LAB 6 Mapping Continued: Making the males to be able to set up a test cross
You will transfer 3-4 L4 hermaphrodite true breeding double mutants to 2 separate cross plates. Then add 3-4 wild type males to each plate in order to create male heterozygotes (++/ d u).
To make sure you have fertile L4 double mutant hermaphrodites for the test cross that you will set up in 3 days, transfer a single double mutant from your true breeding plate to each of 2 separate maintenance plates.
Label the plates you will set up today with your PURPLE Sharpie. Incubate your worms at 23C for 3 days.
We will use the double mutants and these male heterozygotes to perform a test cross in 3 days. This test cross is designed in such a way that we can distinguish the progeny of parental gametes from those of recombinant gametes PHENOTYPICALLY. Review the mapping project crosses that you diagrammed for homework and make sure you understand how and why our test cross allows this crucial differentiation. We will score the progeny of that test cross as either parental (WT or double mutants) or recombinant (Unc or Dpy single mutants) and use the Recombination Frequency (number of single mutants) to calculate map distance of our dpy gene of interest from the linked unc.
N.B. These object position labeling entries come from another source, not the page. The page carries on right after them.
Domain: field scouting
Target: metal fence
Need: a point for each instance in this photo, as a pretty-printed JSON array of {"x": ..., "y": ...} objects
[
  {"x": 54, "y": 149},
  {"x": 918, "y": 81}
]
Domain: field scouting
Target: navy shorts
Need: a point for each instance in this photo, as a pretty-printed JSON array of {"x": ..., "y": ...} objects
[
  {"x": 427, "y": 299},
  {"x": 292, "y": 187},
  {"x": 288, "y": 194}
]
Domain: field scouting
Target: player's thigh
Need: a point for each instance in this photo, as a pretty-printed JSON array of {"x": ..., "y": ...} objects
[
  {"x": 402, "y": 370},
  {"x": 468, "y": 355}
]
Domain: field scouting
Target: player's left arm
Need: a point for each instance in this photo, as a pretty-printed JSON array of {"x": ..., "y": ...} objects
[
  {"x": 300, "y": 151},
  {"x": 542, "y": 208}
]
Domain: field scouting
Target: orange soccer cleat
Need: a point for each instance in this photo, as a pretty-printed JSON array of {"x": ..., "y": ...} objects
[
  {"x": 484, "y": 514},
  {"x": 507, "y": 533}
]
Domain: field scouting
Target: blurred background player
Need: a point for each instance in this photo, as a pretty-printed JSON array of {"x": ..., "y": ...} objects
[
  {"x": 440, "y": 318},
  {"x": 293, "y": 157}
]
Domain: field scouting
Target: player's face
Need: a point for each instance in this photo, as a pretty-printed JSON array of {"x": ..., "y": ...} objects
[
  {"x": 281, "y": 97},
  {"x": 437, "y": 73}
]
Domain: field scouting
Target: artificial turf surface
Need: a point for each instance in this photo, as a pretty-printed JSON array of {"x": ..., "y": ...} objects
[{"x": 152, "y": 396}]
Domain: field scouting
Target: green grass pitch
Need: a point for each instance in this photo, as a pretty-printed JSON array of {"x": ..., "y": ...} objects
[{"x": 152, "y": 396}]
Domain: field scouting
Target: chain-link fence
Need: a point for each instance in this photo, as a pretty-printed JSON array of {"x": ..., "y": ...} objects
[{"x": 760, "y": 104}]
This scoring and calculation will occur in the next lab.
To do in 3 days
FINALLY!!! Set up the crucial TEST CROSS: Return to lab and transfer 3-5 L4 double mutant hermaphrodites to each of 2 crossing plates. You will find the clean crossing plates in your lab day's box in the supply area in the back of the lab. Add 3-5 of the heterozygous males (phenotypically wild type) of genotype (++/ d u) that you created in your last cross to each of those cross plates with the double mutant hermaphrodites. Label these 2 plates with your PURPLE Sharpie.Incubate all worms at 23C until your next lab period.
Forward Genetics: Sequencing Analysis
Once we know our gene's name or its mapped location on a chromosome we can sequencing a portion of our gene of interest to provide us with direct evidence of the nature of the mutation, specifically the base alteration in the mutants in comparison to the wild type sequence. Understanding the nature and extent of the change in the gene may allow us to pinpoint a functionally significant part of the gene product (usually a protein). Understanding the nature of the change in the polypeptide sequence of the protein is useful in understanding how gene products function in organisms. For example, if a single point mutation causes an amino acid to change from a hydrophobic to a hydrophilic R group, or a flexible to an inflexible amino acid, the entire protein could misfold. As you know, shape is crucially important to function in enzymes, in DNA binding proteins, and in other proteins, all of which can have important regulatory functions in the organism.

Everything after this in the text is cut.